Where Do We Go From Here?
But there is more to be done. For example, we need to consider: ensuring that the asset test does not arbitrarily exclude low-income beneficiaries from participating in the Part D subsidy; ensuring that every beneficiary has the coverage most appropriate for his or her needs; repealing the "lock-in" requirement to allow beneficiaries to enroll in a Medicare Advantage plan secure in the knowledge that they can change their mind if it is not the right delivery system for them; increasing funding for the State Health Insurance Programs (SHIPs) to ensure that beneficiaries have a trusted third party with whom to consult about their coverage options.

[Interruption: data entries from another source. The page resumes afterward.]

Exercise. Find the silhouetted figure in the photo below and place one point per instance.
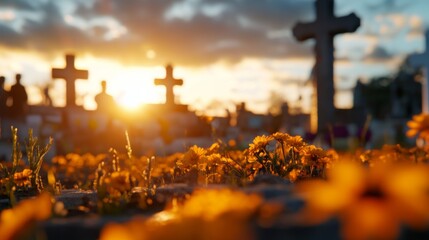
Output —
(19, 97)
(3, 98)
(70, 74)
(323, 30)
(46, 97)
(421, 60)
(105, 102)
(169, 82)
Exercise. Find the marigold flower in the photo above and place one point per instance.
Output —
(193, 155)
(419, 126)
(370, 202)
(23, 178)
(12, 221)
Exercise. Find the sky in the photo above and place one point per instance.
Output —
(226, 51)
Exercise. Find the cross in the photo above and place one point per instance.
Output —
(323, 31)
(169, 82)
(70, 74)
(422, 60)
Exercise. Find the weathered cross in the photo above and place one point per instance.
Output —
(169, 82)
(422, 60)
(70, 74)
(323, 30)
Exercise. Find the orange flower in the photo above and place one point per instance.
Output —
(118, 182)
(419, 126)
(22, 178)
(193, 156)
(371, 203)
(226, 218)
(14, 221)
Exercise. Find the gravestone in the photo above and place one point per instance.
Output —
(70, 74)
(169, 82)
(422, 60)
(323, 31)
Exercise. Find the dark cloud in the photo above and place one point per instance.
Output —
(244, 29)
(17, 4)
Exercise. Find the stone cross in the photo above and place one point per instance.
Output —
(323, 31)
(422, 60)
(169, 82)
(70, 74)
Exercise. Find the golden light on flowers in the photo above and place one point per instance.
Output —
(419, 126)
(371, 203)
(220, 202)
(206, 215)
(118, 182)
(14, 221)
(193, 155)
(23, 178)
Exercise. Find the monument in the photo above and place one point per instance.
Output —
(169, 82)
(70, 74)
(422, 60)
(323, 30)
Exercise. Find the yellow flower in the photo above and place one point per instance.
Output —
(14, 221)
(23, 178)
(258, 146)
(314, 155)
(370, 202)
(118, 182)
(193, 156)
(207, 215)
(419, 126)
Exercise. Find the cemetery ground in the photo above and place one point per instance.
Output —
(279, 187)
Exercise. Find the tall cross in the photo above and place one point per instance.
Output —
(169, 82)
(422, 60)
(323, 31)
(70, 74)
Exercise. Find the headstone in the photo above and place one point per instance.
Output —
(422, 60)
(323, 31)
(70, 74)
(169, 82)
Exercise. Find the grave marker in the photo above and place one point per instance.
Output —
(169, 82)
(70, 74)
(422, 60)
(323, 31)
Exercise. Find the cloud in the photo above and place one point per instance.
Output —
(206, 31)
(379, 53)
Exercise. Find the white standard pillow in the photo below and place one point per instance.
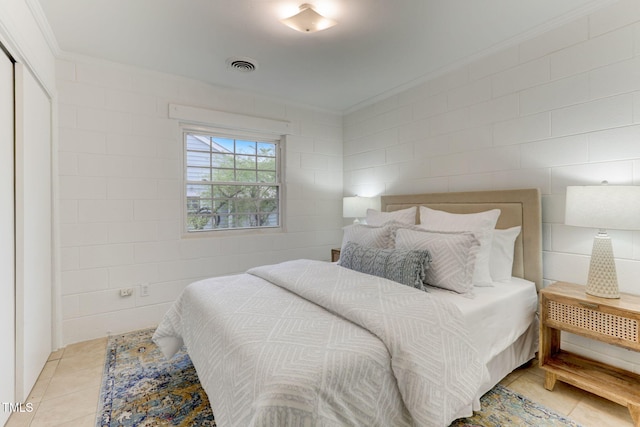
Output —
(502, 248)
(404, 216)
(453, 257)
(481, 223)
(368, 235)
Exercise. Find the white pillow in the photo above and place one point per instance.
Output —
(502, 248)
(368, 235)
(453, 257)
(481, 223)
(404, 216)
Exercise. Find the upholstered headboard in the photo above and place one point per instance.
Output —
(517, 207)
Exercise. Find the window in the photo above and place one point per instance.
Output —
(232, 182)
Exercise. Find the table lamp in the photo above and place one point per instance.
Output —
(615, 207)
(356, 206)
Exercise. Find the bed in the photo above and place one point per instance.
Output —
(312, 343)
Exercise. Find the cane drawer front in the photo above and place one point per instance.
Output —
(593, 317)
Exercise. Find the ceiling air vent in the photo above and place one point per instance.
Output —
(242, 64)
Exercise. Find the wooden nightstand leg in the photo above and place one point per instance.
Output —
(634, 410)
(550, 381)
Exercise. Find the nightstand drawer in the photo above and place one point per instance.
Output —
(587, 317)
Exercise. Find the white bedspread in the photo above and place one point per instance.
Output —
(309, 343)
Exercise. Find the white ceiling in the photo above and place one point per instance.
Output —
(378, 46)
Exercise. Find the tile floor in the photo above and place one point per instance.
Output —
(66, 393)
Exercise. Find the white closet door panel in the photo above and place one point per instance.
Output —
(7, 241)
(33, 230)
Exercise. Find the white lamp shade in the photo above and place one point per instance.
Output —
(356, 207)
(612, 207)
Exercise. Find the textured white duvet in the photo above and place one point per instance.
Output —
(309, 343)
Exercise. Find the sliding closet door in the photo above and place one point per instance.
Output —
(7, 240)
(33, 230)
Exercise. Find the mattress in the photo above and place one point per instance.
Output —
(497, 315)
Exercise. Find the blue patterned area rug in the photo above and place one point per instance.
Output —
(141, 388)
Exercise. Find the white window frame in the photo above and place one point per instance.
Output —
(279, 141)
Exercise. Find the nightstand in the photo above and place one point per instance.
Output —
(566, 307)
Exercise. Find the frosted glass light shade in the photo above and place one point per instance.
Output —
(604, 207)
(356, 207)
(308, 20)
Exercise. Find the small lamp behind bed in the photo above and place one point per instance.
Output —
(604, 207)
(356, 207)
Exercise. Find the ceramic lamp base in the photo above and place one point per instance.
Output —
(602, 281)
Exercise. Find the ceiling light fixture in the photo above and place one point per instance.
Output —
(308, 20)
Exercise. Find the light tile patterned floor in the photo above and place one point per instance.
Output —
(66, 393)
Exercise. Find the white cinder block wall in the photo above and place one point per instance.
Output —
(561, 109)
(120, 195)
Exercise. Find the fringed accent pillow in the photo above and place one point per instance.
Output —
(400, 265)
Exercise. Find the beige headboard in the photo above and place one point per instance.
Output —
(518, 207)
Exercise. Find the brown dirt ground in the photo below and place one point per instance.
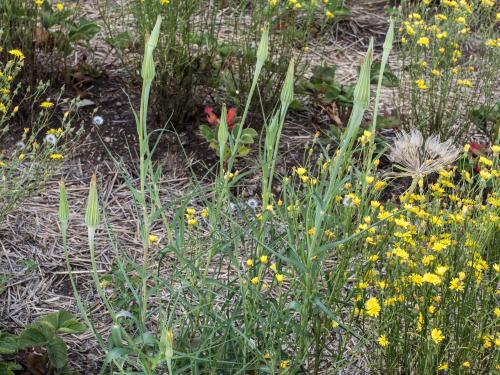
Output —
(32, 232)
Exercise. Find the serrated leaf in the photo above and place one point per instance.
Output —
(243, 151)
(121, 40)
(34, 335)
(207, 132)
(146, 338)
(85, 30)
(117, 353)
(8, 368)
(72, 326)
(8, 343)
(57, 352)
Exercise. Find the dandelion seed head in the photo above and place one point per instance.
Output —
(98, 120)
(418, 159)
(51, 138)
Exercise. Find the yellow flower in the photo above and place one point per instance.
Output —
(382, 341)
(442, 35)
(485, 161)
(284, 363)
(423, 41)
(421, 84)
(46, 105)
(456, 284)
(300, 171)
(372, 307)
(16, 53)
(379, 185)
(485, 175)
(464, 82)
(443, 367)
(56, 156)
(431, 278)
(437, 335)
(204, 213)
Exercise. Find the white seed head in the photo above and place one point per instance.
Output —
(97, 121)
(418, 159)
(51, 138)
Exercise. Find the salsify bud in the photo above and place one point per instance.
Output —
(116, 336)
(63, 204)
(222, 133)
(287, 90)
(169, 347)
(263, 50)
(148, 67)
(92, 213)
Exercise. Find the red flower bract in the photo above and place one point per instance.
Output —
(214, 120)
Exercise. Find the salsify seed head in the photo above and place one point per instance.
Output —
(416, 158)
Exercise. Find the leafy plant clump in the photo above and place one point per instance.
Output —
(45, 333)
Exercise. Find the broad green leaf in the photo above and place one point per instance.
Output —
(34, 336)
(85, 30)
(8, 368)
(8, 343)
(121, 40)
(57, 352)
(207, 132)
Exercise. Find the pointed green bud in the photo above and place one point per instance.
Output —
(287, 90)
(63, 205)
(116, 336)
(92, 213)
(362, 89)
(222, 133)
(148, 66)
(389, 38)
(263, 50)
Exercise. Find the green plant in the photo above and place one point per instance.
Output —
(212, 322)
(213, 46)
(44, 333)
(33, 153)
(449, 56)
(210, 133)
(486, 119)
(59, 26)
(47, 31)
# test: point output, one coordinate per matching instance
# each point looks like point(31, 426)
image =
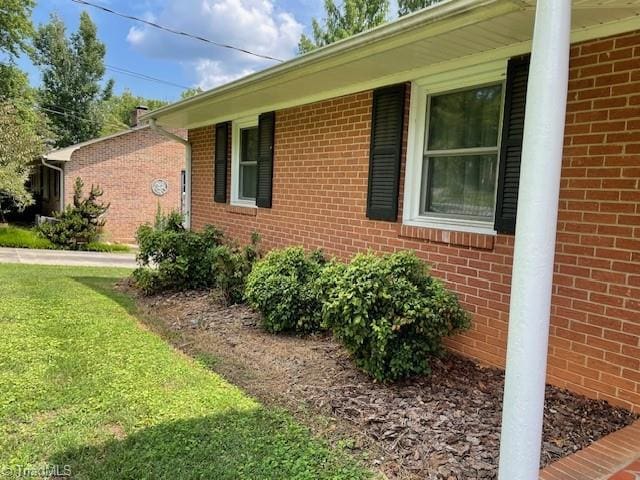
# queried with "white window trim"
point(236, 126)
point(468, 77)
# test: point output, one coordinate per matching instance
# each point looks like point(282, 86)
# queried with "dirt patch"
point(445, 426)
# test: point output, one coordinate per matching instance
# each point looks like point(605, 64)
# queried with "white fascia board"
point(64, 154)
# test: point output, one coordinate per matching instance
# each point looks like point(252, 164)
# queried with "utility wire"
point(177, 32)
point(134, 74)
point(143, 76)
point(56, 110)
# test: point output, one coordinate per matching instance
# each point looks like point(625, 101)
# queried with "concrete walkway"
point(62, 257)
point(614, 457)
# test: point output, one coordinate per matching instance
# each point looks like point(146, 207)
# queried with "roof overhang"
point(441, 38)
point(64, 154)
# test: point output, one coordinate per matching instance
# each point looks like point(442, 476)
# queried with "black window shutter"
point(266, 132)
point(220, 163)
point(387, 118)
point(511, 148)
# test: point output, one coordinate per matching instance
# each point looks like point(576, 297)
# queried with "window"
point(248, 163)
point(460, 162)
point(244, 168)
point(452, 162)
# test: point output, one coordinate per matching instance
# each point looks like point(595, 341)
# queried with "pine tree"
point(352, 17)
point(72, 69)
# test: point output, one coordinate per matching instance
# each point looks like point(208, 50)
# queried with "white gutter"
point(416, 21)
point(531, 286)
point(187, 167)
point(53, 167)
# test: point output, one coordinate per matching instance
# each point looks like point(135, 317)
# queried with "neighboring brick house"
point(138, 170)
point(309, 172)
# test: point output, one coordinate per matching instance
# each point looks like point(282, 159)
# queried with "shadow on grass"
point(105, 286)
point(253, 444)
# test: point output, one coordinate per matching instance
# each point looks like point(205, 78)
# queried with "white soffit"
point(444, 37)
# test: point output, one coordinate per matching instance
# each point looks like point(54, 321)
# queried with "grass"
point(18, 237)
point(22, 237)
point(86, 388)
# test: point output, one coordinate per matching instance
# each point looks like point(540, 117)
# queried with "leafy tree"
point(408, 6)
point(190, 92)
point(72, 69)
point(15, 25)
point(116, 111)
point(20, 145)
point(343, 21)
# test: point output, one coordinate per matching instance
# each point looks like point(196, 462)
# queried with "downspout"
point(53, 167)
point(533, 260)
point(187, 167)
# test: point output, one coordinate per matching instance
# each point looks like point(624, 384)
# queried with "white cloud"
point(255, 25)
point(211, 73)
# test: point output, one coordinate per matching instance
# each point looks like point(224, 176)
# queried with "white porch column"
point(535, 243)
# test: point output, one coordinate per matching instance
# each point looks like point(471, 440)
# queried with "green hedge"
point(282, 286)
point(172, 258)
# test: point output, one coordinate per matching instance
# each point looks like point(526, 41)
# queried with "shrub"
point(390, 313)
point(231, 266)
point(172, 258)
point(79, 224)
point(282, 286)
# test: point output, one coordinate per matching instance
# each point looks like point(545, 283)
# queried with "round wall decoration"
point(159, 187)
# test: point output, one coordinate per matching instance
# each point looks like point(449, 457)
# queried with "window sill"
point(249, 210)
point(482, 240)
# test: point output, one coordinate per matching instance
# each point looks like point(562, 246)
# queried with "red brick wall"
point(319, 200)
point(125, 167)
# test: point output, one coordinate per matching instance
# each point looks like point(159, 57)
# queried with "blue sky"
point(270, 27)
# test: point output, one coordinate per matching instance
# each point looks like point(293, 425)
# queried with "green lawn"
point(22, 237)
point(84, 385)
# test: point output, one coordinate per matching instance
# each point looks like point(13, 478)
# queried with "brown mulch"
point(445, 426)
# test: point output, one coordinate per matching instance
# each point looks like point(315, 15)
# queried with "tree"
point(116, 111)
point(15, 25)
point(72, 69)
point(78, 224)
point(408, 6)
point(352, 17)
point(20, 145)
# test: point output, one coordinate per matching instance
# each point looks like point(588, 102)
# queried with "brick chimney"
point(136, 113)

These challenges should not overshadow what has been accomplished thus far. Barbara Stetson, for example, was happy to discover that all of the drugs she needed were covered by her plan's formulary despite media reports to the contrary that had caused her to fear major out-of-pocket costs. She remembers "all those people agonizing on TV" over all the things that could go wrong with the program.
As November approaches, we are likely in for a new season of politically motivated criticisms. Nonetheless, it is important to stay focused on the key reason why the Part D program is working so well for so many. The partners in this new public-private partnership have risen to the challenge.
It's been said, "To avoid criticism, do nothing, say nothing, be nothing." It's easy for critics to say that government agencies are chronically unresponsive. CMS is proving them wrong. By the same token it's easy for critics to say that the competitive marketplace is not the right model for health care. Health insurers are proving them wrong. In the end, experience preempts ideology. Our members understand that Medicare beneficiaries are depending upon them. They have worked hard to deliver more benefits than the legislation promised and at a lower cost. They have worked hard to rapidly implement the new program and will continue working hard to address issues brought forward by advocates, physicians, and pharmacists. That's our commitment to upholding our responsibility in the public–private partnership.
Karen Ignagni is president and CEO of America's Health Insurance Plans (AHIP), the trade association representing the nation's health maintenance organizations.
The views presented in this commentary are those of the author and should not be attributed to The Commonwealth Fund or its directors, officers, or staff.